With the publication of PTF RO72667, CA SMF Director 12.7 can now use the ARCHIVE directive of IFASMFDL and is available for SMF Logstream dumping. IFASMFDL’s ARCHIVE directive allows customers to delete the SMF records from the SMF logstream after first copying them from the logstream to the output SMF file(s) named in IFASMFDL directives. In the case of CA SMF Director, only one output file is named, and that is the SMFDOUT DD statement.
In our original SMF logstream dump process solution, the records were not deleted once the data was dumped, as this was not delivered in the initial implementation of IFASMFDL. The reason that IFASMFDL did not initially have this feature was because it was expected that customers would set up the policies for their SMF logstreams with retention periods that were appropriate so that the data could be copied from the logstreams on a regular basis. The System Logger would then delete the data when it expired, presumably after the data had been copied. With ARCHIVE, IFASMFDL deletes the data from the logstream once the copy operation has completed successfully.

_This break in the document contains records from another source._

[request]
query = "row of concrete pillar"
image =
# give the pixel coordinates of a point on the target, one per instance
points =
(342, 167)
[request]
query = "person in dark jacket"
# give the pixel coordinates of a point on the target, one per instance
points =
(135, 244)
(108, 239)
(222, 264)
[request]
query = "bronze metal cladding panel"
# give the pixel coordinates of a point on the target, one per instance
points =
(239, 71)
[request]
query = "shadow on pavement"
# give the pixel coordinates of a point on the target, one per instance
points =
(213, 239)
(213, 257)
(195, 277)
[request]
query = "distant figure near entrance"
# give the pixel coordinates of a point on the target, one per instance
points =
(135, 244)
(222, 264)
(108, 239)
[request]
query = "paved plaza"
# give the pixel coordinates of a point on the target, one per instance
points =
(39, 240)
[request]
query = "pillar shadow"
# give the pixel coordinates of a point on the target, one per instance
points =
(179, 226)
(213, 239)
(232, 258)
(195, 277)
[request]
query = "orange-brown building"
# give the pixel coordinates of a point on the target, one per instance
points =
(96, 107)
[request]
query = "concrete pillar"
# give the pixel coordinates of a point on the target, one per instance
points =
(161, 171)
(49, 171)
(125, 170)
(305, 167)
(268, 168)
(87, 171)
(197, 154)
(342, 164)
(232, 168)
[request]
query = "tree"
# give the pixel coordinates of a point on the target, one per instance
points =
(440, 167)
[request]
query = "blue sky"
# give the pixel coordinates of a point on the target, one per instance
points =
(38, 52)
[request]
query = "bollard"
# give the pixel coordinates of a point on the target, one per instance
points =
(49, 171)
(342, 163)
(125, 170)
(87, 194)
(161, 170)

With RO72667 applied, there is a new ARCHIVE control statement for the SMFDLS program (the logstream dump process initiation program) and this indicates to IFASMFDL to use ARCHIVE when copying the SMF Data. To use ARCHIVE, just add an ARCHIVE statement to the SMFDLS control statements in SMFDLSIN in your logstream dump process. For example:
These control statements would tell CA SMF Director to invoke IFASMFDL to read the logstream with the ARCHIVE directive, so that records once dumped would be deleted.

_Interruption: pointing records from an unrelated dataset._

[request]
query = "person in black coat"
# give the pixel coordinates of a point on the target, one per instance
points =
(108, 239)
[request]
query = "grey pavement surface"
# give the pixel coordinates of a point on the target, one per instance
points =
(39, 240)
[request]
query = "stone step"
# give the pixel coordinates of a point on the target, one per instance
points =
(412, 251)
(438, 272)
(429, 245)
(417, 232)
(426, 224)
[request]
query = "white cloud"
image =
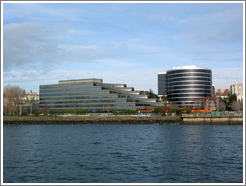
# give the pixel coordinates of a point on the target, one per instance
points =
(30, 44)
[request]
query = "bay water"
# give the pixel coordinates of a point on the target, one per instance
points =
(122, 153)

This seems like a simple change, but there are other changes and considerations as well due to the requirements for using ARCHIVE in IFASMFDL:
1. The SMFDOUT file in the SMF logstream dump process JCL must be an actual file that is written out and all of the SMF records must be written to that file in addition to their being written to the CA SMF Director History Files. The file can be allocated to DASD or tape, but cannot be a DUMMY file (IFASMFDL detects that and abort the run). If the file is on DASD it needs to be sufficiently large to accommodate all of the records that are copied, and unfortunately this won’t be known until the operation completes. If the dump process fails due to their being insufficient space on the output file, it can be started again, but all of the data that was in the first dump will be dumped again along with any new data that has since been added to the logstream.

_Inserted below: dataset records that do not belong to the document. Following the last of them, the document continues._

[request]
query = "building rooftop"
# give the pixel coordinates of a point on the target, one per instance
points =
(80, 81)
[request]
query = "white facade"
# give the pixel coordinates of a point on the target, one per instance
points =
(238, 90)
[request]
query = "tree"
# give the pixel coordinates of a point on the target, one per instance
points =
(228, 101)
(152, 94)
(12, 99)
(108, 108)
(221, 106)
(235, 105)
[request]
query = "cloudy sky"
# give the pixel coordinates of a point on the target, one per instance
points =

2. When ARCHIVE is in use with IFASMFDL, the time range(s) for the records is determined only by IFASMFDL, in that it copies and (if the copy is successful) deletes almost all of the data in the logstream that is available. It leaves some data in the logstream after setting a boundary for where it will stop. It is for this reason that the ARCHIVE control statement in SMFDLS is mutually exclusive with the STARTDATE, STARTTIME, ENDDATE and ENDTIME control statements.
3. IFASMFDL’s implementation of ARCHIVE requires that all records be written out regardless of their originating system/LPAR. CA SMF Director’s data management architecture is based upon managing the SMF data with the logstream data still being assigned to a single system. If you use multi-system logstreams for SMF Data, then the ARCHIVE control statement cannot be used in the SMF logstream dump process. Records from the system not being dumped are not selected by IFASMFDL, and this causes IFASMFDL to terminate, indicating that not all of the records are being copied to a file. IBM has recommended that SMF logstreams should contain data from only one system and they also recommend that ARCHIVE not be used with a multi-system SMF logstream.
4. There is an increase in the overhead of dumping using ARCHIVE and logstream dumps will likely run slower. This is due to two things:
a. The requirement to write all of the SMF records to the output file.
b. The need for IFASMFDL to go back and remove all of the records from the logstream when the dump completes successfully.
The ARCHIVE solution is being provided to data centers that are constrained on DASD space and might not have room to store at least two full days of SMF Data for all of their active systems, which is the maximum that would be needed with a logstream retention period of 1 day. If DASD is not constrained enough to hold two days of SMF data, then it is recommended that ARCHIVE not be used with CA SMF Director logstream dumping. This enables dumps to run much faster, and reduce the chances for errors in the dump process.
Thanks to the CA SMF DIRECTOR technical team and management-types for providing this critical enhancement.
This enhanced LOGR / SMF LOGSTREAM support with ARCHIVE specified significantly reduces the amount of SMF data that must be retained by LOGR due to the inherent RETPD(n) limitation of 1 day (that being current-day plus yesterday, actually) -- where at one site I support that could be up to 2 TB of SMF data.
Now if we could only get IBM to own-up to the poor judgment about not allowing an ARCHIVE request to have total control of the output generated, in this case with the SMF DIRECTOR exit-processing -- apparently in their infinite wisdom, IBM states that even though a DUMP request can have total control of SMF-record output handling, an ARCHIVE request must return control so that each SMF record is output by the IBM-directed code/support. So that is why there is a required of //SMFDOUT DD which we is sent to temp virtual tape allocation.